Non riuscivo a darmi pace. Corsi al Cenacolo dove sapevo rinchiusi gli apostoli insieme alla Madre e alle altre donne, ma non mi vollero aprire. Terrorizzati e sfiduciati sospettavano di me. Temevano fossi d’accordo con il Sinedrio. Quella stanza mi parve una tomba: il sepolcro delle loro attese, delle loro speranze, della loro fede. Neppure gli apostoli ritenevano credibile la storia della resurrezione e per un attimo parvero assomigliarmi. In fondo anche la loro fede aveva conosciuto un limite giungendo ad un capolinea, esattamente come la mia: erano degli incompiuti come me. Sepolti vivi ora, loro e la loro fede.

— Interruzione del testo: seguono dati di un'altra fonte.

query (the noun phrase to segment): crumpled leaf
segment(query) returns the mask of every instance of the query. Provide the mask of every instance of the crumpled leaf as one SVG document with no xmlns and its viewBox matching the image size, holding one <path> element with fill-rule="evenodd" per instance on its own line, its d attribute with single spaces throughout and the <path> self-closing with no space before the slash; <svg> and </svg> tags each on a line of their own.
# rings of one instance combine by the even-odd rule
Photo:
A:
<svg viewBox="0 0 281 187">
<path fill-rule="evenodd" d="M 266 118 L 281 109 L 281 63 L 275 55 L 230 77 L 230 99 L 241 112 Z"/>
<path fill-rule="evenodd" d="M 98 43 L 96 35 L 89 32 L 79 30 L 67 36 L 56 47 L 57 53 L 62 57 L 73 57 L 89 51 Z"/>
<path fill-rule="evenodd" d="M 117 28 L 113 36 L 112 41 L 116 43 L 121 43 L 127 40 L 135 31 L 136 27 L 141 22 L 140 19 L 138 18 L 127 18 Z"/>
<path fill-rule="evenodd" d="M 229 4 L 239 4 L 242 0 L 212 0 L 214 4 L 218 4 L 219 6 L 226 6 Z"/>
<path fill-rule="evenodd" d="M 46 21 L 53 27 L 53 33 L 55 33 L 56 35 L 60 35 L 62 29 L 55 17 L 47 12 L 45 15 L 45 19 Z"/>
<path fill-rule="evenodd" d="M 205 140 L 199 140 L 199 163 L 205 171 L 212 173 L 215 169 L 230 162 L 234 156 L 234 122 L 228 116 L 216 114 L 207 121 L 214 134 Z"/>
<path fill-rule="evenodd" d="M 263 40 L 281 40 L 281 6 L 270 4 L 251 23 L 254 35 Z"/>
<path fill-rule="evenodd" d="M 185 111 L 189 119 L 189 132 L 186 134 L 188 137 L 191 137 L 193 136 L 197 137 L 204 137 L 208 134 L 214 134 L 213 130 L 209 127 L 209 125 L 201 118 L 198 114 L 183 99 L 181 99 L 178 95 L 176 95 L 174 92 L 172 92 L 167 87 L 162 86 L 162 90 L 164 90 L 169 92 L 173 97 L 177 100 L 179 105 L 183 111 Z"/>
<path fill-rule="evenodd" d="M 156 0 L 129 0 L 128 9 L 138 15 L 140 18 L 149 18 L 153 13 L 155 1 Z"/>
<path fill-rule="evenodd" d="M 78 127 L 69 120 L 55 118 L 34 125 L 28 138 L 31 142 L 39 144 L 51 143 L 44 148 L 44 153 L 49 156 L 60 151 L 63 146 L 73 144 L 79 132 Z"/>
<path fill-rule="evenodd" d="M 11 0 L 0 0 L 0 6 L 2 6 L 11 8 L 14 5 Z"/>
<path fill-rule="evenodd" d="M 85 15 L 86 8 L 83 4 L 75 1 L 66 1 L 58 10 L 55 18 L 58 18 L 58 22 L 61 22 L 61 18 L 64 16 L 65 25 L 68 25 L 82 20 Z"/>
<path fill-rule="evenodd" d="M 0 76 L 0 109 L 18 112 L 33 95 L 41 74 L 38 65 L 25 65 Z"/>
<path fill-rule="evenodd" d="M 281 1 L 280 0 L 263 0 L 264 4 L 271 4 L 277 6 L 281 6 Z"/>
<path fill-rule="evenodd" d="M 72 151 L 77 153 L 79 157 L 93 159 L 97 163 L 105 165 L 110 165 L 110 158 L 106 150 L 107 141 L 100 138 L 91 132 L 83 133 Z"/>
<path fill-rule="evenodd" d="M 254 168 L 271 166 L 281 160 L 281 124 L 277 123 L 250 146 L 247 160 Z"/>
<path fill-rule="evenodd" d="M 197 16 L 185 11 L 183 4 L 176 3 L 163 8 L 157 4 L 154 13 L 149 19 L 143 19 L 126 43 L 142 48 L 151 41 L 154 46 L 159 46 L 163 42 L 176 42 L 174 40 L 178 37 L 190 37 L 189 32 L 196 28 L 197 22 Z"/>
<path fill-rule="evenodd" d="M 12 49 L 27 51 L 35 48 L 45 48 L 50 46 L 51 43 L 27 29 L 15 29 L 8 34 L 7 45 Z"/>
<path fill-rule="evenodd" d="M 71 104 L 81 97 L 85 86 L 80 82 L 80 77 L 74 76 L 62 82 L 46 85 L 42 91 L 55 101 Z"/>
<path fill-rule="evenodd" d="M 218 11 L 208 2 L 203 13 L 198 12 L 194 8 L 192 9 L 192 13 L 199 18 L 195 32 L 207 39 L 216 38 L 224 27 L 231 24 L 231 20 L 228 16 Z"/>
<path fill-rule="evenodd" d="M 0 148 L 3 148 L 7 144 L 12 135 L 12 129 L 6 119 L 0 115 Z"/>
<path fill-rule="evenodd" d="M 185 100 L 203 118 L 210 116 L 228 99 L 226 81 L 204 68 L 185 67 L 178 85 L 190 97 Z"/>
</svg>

Mentre mi allontanavo, mi sentii chiamare. Era la Madre. Al colmo dell’imbarazzo per il pasticcio della tomba rimasi spiazzato dal suo sorriso. Mi diede una carezza, mi ringraziò per essermi preso cura del suo Gesù e mi disse solo: «Non temere, continua solo ad aver fede». «Ma quale fede? - sbottai - Quale fede, donna? E fede in chi, in cosa? Non ricordi che la mia fede non è arrivata a tuo figlio? Hai già scordato che fui solo capace di raccogliere un corpo morto? La mediocrità del mio credere fu anch’essa la tomba di Gesù! Cosa c’è ancora da credere? Che è vivo? Devo credere che Lui è vivo? Donna, è il dolore che ti fa straparlare».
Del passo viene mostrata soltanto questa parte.